The numbers may be confidential, but it’s no longer a secret that Louis Vuitton products are not hand-made by horny-handed French craftsmen. On the contrary: the labour-intensive aspects of Louis Vuitton shoe production take place in India.
But final assembly and finishing happen in Italy – so the louche young man in the ad could well be genuine.
This arrangement allows the shoes to be labelled as ‘Made in Italy’ – at the end of a process the company describes as “industrial craftsmanship”.
Other writers have written at length about the marketing and communication games played by European fashion houses. Besides, if LVMH can part too-rich fools from their money, and treat their suppliers modestly well, it’s not clear to me that a grave social or environmental crime has been committed.
Many me-too luxury brands, struggling to compete with the sophistication of the LVMH operation, source production far less ethically than Louis Vuitton does. This Chinese sweathshop/prison supplies other brands:
My point is different: why should the benefits of this kind of distributed design and production be limited to to luxury brands and powerful high street retailers here in the North?
During my visit to Sri Lanka (story below) one industry leader referred the Sri Lanka of of a few years ago as a “nation of tailors” – with the implication that that the country was less advanced then than now.
I offered a different view: that a “nation of tailors” is a positive attribute for these new times.
A nation – or at least, a factory – that is wholly dependent on one powerful buyer from the other side of the world – a buyer that (as we heard) can switch to another country at a moment’s notice – is less resilient to sudden change than is a nation/industry/factory that has a richer range of capabilities.
This conversation followed our group’s visit to a state-of-the art ‘green’ factory:
The production workers we saw in the MAS factory are not Savile Row tailors – but I am certain they are resourceful and skilled enough to produce clothes and accessories to a high quality.

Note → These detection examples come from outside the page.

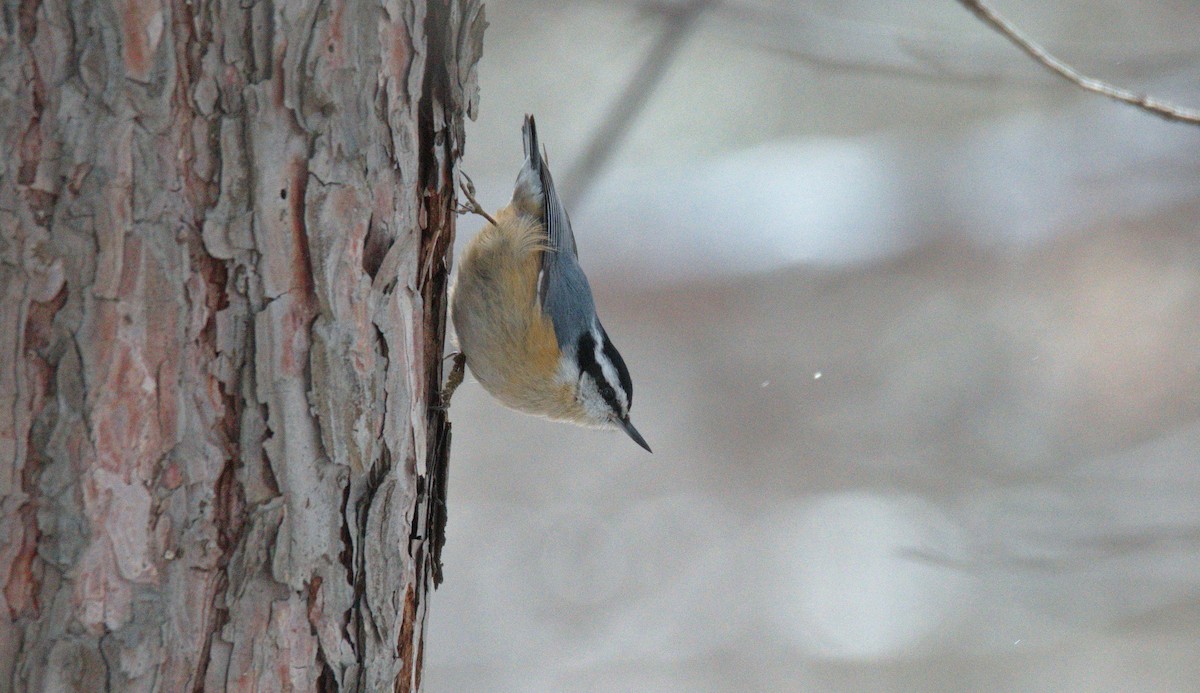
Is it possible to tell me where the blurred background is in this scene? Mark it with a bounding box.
[425,0,1200,693]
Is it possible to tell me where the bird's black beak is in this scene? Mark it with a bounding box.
[617,416,654,453]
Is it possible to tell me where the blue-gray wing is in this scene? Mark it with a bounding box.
[517,115,595,351]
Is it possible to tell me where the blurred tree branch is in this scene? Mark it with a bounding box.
[959,0,1200,125]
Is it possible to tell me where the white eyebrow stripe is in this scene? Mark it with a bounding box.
[592,324,629,414]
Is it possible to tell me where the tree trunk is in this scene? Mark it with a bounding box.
[0,0,485,693]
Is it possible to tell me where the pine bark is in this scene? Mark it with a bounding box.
[0,0,485,693]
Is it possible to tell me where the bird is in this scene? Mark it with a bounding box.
[443,115,652,452]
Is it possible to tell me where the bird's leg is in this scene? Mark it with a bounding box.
[438,351,467,409]
[455,171,499,227]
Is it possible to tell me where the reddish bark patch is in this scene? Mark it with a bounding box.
[4,498,41,621]
[25,284,67,352]
[392,583,416,693]
[119,0,163,82]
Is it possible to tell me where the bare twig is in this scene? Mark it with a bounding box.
[959,0,1200,125]
[457,171,499,227]
[558,0,719,206]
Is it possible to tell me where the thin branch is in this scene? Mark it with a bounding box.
[558,0,719,206]
[959,0,1200,125]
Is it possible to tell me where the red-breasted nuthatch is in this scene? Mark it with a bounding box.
[450,115,650,451]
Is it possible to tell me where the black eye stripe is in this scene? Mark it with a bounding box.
[600,327,634,406]
[575,332,624,412]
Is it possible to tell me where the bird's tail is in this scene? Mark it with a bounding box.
[521,114,544,176]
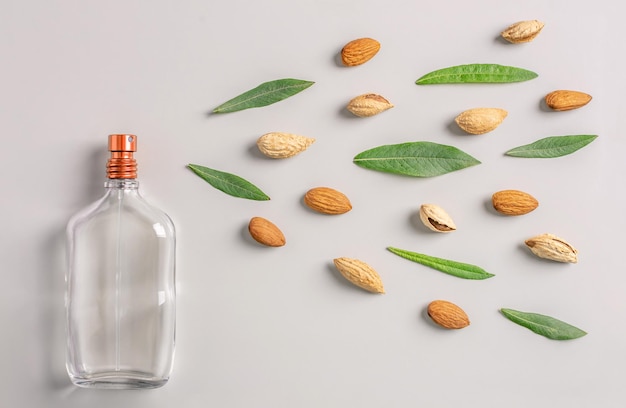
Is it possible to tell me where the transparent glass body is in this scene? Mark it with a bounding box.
[66,179,176,388]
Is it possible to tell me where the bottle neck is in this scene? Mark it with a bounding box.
[104,178,139,191]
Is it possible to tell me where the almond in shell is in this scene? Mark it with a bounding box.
[341,38,380,67]
[248,217,286,247]
[346,94,393,118]
[428,300,470,329]
[454,108,508,135]
[256,132,315,159]
[420,204,456,232]
[501,20,544,44]
[333,258,385,293]
[304,187,352,215]
[545,90,591,111]
[491,190,539,215]
[525,234,578,263]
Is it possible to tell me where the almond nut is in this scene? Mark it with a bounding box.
[420,204,456,232]
[304,187,352,215]
[454,108,508,135]
[525,234,578,263]
[346,94,393,118]
[333,258,385,293]
[491,190,539,215]
[256,132,315,159]
[501,20,544,44]
[546,90,591,111]
[248,217,286,247]
[428,300,470,329]
[341,38,380,67]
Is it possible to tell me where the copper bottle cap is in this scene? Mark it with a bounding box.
[107,134,137,179]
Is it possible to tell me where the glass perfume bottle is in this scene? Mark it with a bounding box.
[66,134,176,388]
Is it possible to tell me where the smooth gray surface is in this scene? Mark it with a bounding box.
[0,0,626,408]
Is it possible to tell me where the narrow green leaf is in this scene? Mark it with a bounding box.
[213,78,315,113]
[505,135,598,159]
[415,64,538,85]
[354,142,480,177]
[187,164,270,201]
[500,309,587,340]
[387,247,495,280]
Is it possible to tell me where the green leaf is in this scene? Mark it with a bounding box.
[415,64,538,85]
[187,164,270,201]
[213,78,315,113]
[505,135,598,159]
[387,247,495,280]
[354,142,480,177]
[500,309,587,340]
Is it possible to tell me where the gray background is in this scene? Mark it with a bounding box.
[0,0,626,408]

The scenario we started to discuss is one in which Sri Lanka starts to produce clothes for customers using communication platforms that connect maker and designer and customer directly. (Thanks to Ian Brown for that link).

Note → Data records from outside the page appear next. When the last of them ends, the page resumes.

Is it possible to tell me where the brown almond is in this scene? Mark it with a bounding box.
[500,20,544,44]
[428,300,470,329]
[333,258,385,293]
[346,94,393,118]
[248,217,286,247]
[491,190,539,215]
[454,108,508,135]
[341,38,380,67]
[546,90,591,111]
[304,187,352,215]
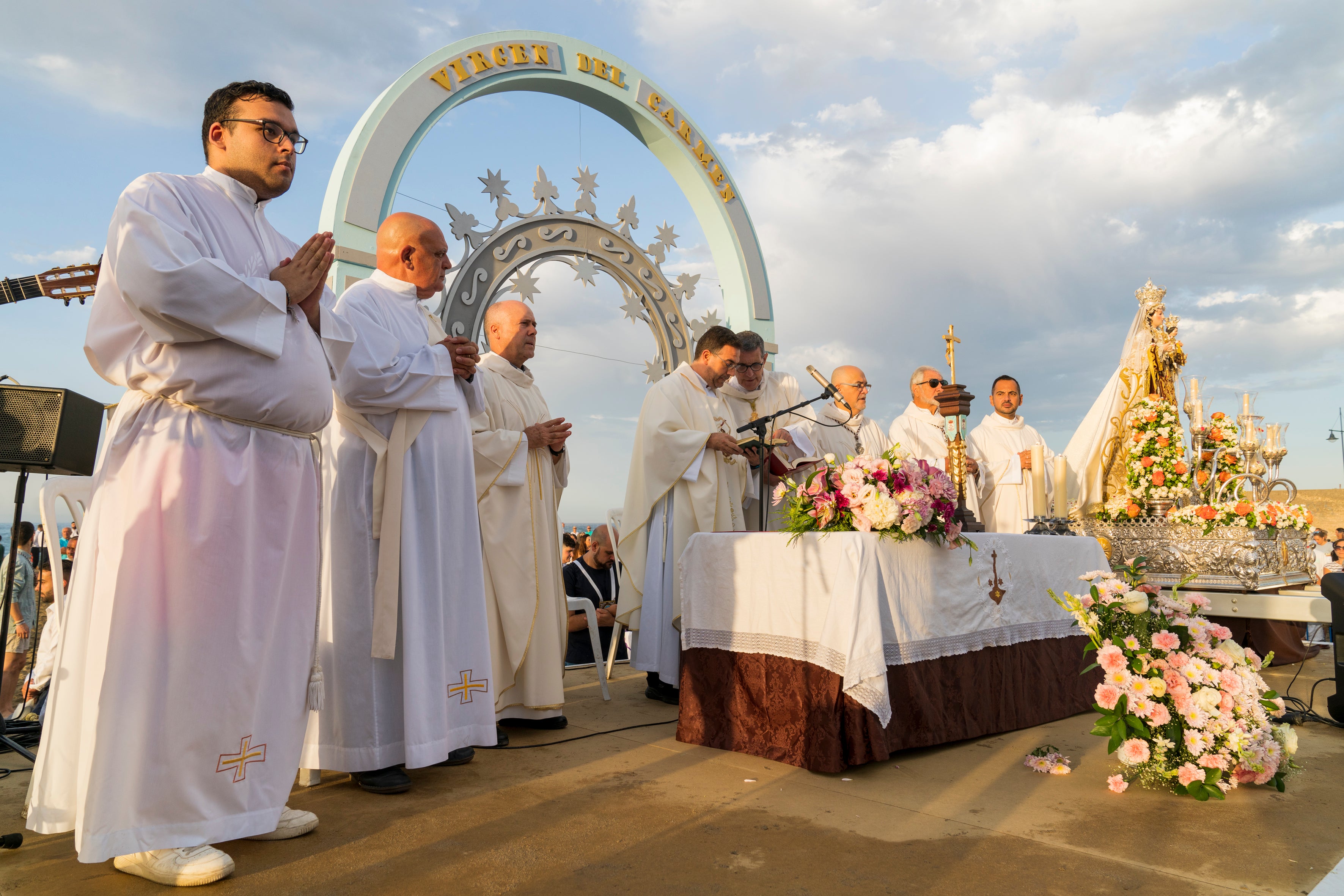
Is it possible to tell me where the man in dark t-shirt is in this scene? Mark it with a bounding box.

If this radically dis-intermediated relationship were to be based based on total transparency conerning costs, the expensive marketing, retail and brand communications – not to mention 40% profit margins – of the luxury brands could be removed from the equation.
Such a scenario sounds implausible in the context of the big business that’s being done right now between Sri Lankan factories and rich world corporate buyers. But it would surely be feasible for some companies and designers to experiment in a modest way – perhaps under a different flag.